“La mésange et l’ogresse”, Harold Cobert

Temps de lecture : 3 min

 

EXTRAIT

“Fourniret rentre alors que je vais éteindre la télévision pour aller me coucher, il n’a pas l’air content de lui, je sais qu’il n’a pas eu ce qu’il voulait, cette maudite membrane, c’est dommage, elle lui plaisait bien, cette MSP, il se met à table, je lui sers sa soupe et ses œufs, il me dit qu’il a allongé la petite sur un matelas à l’étage du château, il ne faisait pas très chaud, on ne chauffe pas pour ne pas dépenser, c’est normal, elle saignait moins, seulement il n’était pas en forme, la petite était très étroite, et puis le froid, ça n’aide pas les hommes, ça se recroqueville avec le froid, un bigorneau, il a voulu l’étouffer avec un sac plastique, mais elle l’a regardé droit dans les yeux, il n’a pas aimé ce regard, il l’a trouvé insoutenable, elle a compris ce qui lui arrivait, elle a dit  : “Vous allez m’étouffer ?”, il n’a pas du tout aimé ça, il racle sa soupe et me dit : “Elle devenait une présence gênante, c’était intenable, elle s’est rendu compte qu’elle était en danger, j’ai voulu abréger ses souffrances par humanité, alors j’ai procédé à son étranglement, je l’ai roulée dans un plaid et je l’ai enterrée dans le parc, à côté de l’autre.” Je débarrasse la table, il a bien fait de l’enterrer là, c’est un bon endroit, et puis c’est bon pour les plantes.

 

Avis de PrestaPlume ♥♥♥♥

La mésange et l’ogresse“, c’est l’horreur nue, dépouillée d’artifices dans la cruauté, qui prend à la gorge et ne desserre la pression qu’à la dernière page. Harold Cobert revient sur l’affaire Fourniret, ce couple maudit dont le parcours meurtrier s’est dessiné en France et en Belgique dans les années 80 et à l’orée des années 2000. Si c’est une œuvre de fiction déclarée, elle reste toutefois basée sur les faits révélés lors du procès. Et c’est là tout le coup de génie de l’auteur qui imagine les coulisses d’une année d’interrogatoires de Monique Fourniret.
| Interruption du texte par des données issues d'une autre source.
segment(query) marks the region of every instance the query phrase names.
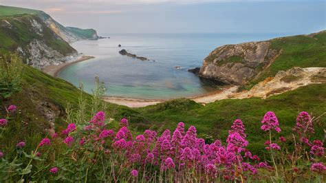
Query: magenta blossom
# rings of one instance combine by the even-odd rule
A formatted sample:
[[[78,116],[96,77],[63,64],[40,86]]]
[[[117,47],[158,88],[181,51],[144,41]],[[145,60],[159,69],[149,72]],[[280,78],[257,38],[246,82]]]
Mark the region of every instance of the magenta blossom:
[[[23,148],[25,145],[26,145],[26,144],[25,143],[25,142],[22,141],[22,142],[18,142],[17,144],[16,145],[16,147],[18,147],[18,148]]]
[[[279,138],[279,140],[280,140],[281,142],[286,142],[286,138],[285,138],[285,137],[283,137],[283,136],[281,136],[281,137]]]
[[[270,148],[274,150],[280,150],[281,147],[276,143],[272,143],[270,144]]]
[[[17,107],[16,107],[16,105],[12,105],[8,107],[8,110],[10,112],[14,112],[17,109]]]
[[[57,173],[59,171],[59,169],[58,167],[53,167],[51,169],[50,169],[50,172],[52,173]]]
[[[8,120],[6,119],[0,119],[0,127],[7,125]]]
[[[326,171],[326,166],[322,162],[316,162],[312,165],[310,170],[318,173],[323,173]]]
[[[52,137],[52,138],[57,138],[58,136],[58,133],[53,133],[53,134],[51,135],[51,137]]]
[[[39,144],[39,147],[41,147],[43,145],[49,146],[50,144],[51,144],[51,141],[50,140],[50,139],[47,138],[45,138],[42,139],[41,142]]]
[[[128,127],[129,125],[128,120],[126,118],[122,118],[120,121],[120,125],[121,127]]]
[[[175,167],[175,164],[173,162],[173,160],[171,158],[168,157],[165,160],[163,161],[163,163],[161,166],[161,169],[162,171],[166,171],[171,169],[174,169]]]
[[[133,177],[138,177],[138,171],[137,170],[135,170],[135,169],[134,169],[134,170],[132,170],[132,171],[131,171],[131,175],[132,175]]]
[[[274,129],[277,133],[281,132],[281,129],[279,127],[279,120],[272,111],[268,111],[265,114],[261,123],[263,125],[261,129],[263,131]]]
[[[67,146],[71,146],[73,142],[74,138],[72,136],[68,136],[63,140],[63,143],[66,144]]]

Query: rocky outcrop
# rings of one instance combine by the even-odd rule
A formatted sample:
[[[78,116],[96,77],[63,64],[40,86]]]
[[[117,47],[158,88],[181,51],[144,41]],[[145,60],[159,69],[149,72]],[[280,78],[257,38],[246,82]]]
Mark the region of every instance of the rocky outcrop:
[[[0,32],[6,38],[0,40],[0,50],[19,53],[35,68],[76,60],[80,55],[67,42],[98,39],[94,30],[65,28],[43,12],[33,12],[0,17]]]
[[[278,56],[279,52],[270,45],[270,41],[260,41],[217,47],[204,59],[199,76],[226,84],[246,84]]]
[[[132,57],[132,58],[137,58],[137,59],[139,59],[139,60],[141,60],[141,61],[149,61],[149,58],[146,58],[146,57],[144,57],[144,56],[138,56],[135,54],[131,54],[131,53],[128,53],[128,52],[127,52],[126,50],[124,49],[122,49],[120,51],[119,51],[119,53],[122,55],[125,55],[125,56],[130,56],[130,57]]]
[[[188,69],[188,72],[192,72],[195,74],[199,74],[201,67],[195,67],[193,69]]]

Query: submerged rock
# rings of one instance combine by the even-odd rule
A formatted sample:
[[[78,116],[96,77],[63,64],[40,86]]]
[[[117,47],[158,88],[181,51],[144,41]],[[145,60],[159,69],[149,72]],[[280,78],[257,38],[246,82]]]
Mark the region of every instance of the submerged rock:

Nous sommes en 2004. Le temps presse, les enquêteurs belges doivent établir la culpabilité de Michel Fourniret pour l’inculper de viols et d’homicides. Faute de preuves, il devra être remis en liberté. L’action se concentre sur l’enquête qui prend la tournure d’un marathon à la quête de preuves. L’homme, surnommé lors de son procès “l’Ogre des Ardennes”, est un pervers intelligent qui joue à cache-cache avec la police. La femme, surnommée “Mésange” dans l’intimité du ménage infernal, n’est peut-être pas aussi demeurée que son attitude prostrée le laisse entendre. Les enquêteurs pensent pouvoir la faire craquer, mais elle résiste au bras de fer psychologique lors de ses interrogatoires.

Le réel dépasse la fiction, dit-on souvent. Cette formule bateau prend un coup de fouet magistral sous la plume taillée sur mesure d’Harold Cobert qui nous embarque en eaux troubles, fangeuses, nauséabondes. L’abomination et la perversité se révèlent à l’état brut, sous le visage baigné d’une fausse innocence d’une femme et mère évoluant dans la société avec sa propre échelle de valeurs, prise en étau entre ses souffrances passées, ses peurs de la solitude et ce pacte diabolique conclu avec son mari.

L’intensité du récit est renforcée par une construction chorale. L’alternance des points de vue articulant les faits et les événements permet de plonger dans la tête de l’Ogresse. Si elle répond par monosyllabes hachés, sa pensée est une logorrhée vide d’émotions, accentuée par de longues phrases ponctuées de virgules. Sillonner les méandres d’un tel cerveau détraqué glace les os, mais exalte en même temps la soif de justice. Quant à l’enquête, elle se vit de l’intérieur, avec les stratégies, les fausses pistes, la difficulté à séparer vie familiale et vie professionnelle. Comme en soutien, le lecteur vit dans la même attente insoutenable de trouver cette fichue preuve.

La mésange et l’ogresse” est un roman choc, très documenté, sans bavure, qui ouvre une boîte de Pandore au contenu périlleux, mais abordé avec justesse, ce qui confère au roman un réalisme indubitable.

Éditions Plon, août 2016, 350 pages, 18 euros


Harold Cobert est l’auteur de plusieurs romans, dont Un hiver avec Baudelaire, L’Entrevue de Saint-Cloud (Éditions Héloïse d’Ormesson) et Jim (Plon, 2014).